Degradation-Suppressed Cocoonase for Investigating the Propeptide-Mediated Activation Mechanism

• Published in: Molecules (Basel, Switzerland) Vol. 27; no. 22; p. 8063
• Main Authors: Sakata, Nana, Ogata, Ayumi, Takegawa, Mai, Murakami, Yuri, Nishimura, Misaki, Miyazawa, Mitsuhiro, Hagiwara, Teruki, Shimamoto, Shigeru, Hidaka, Yuji
• Format: Journal Article
• Language: English
• Published: Switzerland MDPI AG 20.11.2022; MDPI
• Subjects: Amino Acid Sequence; Casein; Catalytic activity; Degradation; Electronics industry; Enzymatic activity; enzyme; Enzyme activity; Enzymes; Folding; Gene mutations; Investigations; Mutation; Peptides; Point Mutation; Proenzymes; propeptide; Protein Folding; Protein Precursors; Protein structure; Proteins; Residues; Spectrometry; trypsin; zymogen; Japan; enzyme; zymogen; trypsin; propeptide; folding
• ISSN: 1420-3049; 1420-3049
• DOI: 10.3390/molecules27228063

Cocoonase is folded in the form of a zymogen precursor protein (prococoonase) with the assistance of the propeptide region. To investigate the role of the propeptide sequence on the disulfide-coupled folding of cocoonase and prococoonase, the amino acid residues at the degradation sites during the refolding and auto-processing reactions were determined by mass spectrometric analyses and were mutated to suppress the numerous degradation reactions that occur during the reactions.
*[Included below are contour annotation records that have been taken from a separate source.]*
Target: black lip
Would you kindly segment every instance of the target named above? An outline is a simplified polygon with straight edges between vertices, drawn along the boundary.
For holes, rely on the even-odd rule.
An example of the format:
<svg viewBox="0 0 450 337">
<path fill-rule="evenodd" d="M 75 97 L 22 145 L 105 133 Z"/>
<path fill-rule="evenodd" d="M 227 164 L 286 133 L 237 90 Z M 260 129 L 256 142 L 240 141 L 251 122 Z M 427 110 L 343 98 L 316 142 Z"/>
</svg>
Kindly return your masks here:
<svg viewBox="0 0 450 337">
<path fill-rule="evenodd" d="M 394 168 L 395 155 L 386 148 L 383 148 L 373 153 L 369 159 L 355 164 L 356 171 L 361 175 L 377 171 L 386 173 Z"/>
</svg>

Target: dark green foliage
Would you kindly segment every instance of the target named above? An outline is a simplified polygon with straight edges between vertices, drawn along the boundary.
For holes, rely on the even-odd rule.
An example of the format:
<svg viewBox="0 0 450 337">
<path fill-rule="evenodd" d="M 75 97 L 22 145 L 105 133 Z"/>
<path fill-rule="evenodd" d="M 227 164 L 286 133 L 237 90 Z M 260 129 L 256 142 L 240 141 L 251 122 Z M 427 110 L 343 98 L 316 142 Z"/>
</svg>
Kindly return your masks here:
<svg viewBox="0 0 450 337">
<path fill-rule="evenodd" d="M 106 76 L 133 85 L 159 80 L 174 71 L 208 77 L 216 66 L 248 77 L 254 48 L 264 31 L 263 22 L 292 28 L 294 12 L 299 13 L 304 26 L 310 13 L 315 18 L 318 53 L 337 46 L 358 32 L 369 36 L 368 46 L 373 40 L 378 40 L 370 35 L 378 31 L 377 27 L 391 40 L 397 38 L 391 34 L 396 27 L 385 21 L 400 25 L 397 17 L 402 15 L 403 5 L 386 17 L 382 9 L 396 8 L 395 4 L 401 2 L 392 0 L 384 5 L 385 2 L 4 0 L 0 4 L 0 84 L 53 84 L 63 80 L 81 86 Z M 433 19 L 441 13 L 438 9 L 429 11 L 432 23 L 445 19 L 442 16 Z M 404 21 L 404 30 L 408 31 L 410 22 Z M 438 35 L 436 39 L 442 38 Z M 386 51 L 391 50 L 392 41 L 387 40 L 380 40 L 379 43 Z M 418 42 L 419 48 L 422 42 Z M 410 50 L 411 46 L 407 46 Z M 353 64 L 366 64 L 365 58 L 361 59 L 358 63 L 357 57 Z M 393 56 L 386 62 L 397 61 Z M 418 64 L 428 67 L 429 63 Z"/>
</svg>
In addition, the Lys residue at the propeptide region was also mutated to estimate whether the entire sequence is absolutely required for the activation of cocoonase. Finally, a degradation-suppressed [K8D,K63G,K131G,K133A]-proCCN protein was prepared and was found to refold readily without significant degradation. The results of an enzyme assay using casein or Bz-Arg-OEt suggested that the mutations had no significant effect on either the enzyme activity or the protein conformation. Thus, we, herein, provide the non-degradative cocoonase protein to investigate the propeptide-mediated protein folding of the molecule. We also examined the catalytic residues using the degradation-suppressed cocoonase. The point mutations at the putative catalytic residues in cocoonase resulted in the loss of catalytic activity without any secondary structural changes, indicating that the mutated residues play a role in the catalytic activity of this enzyme.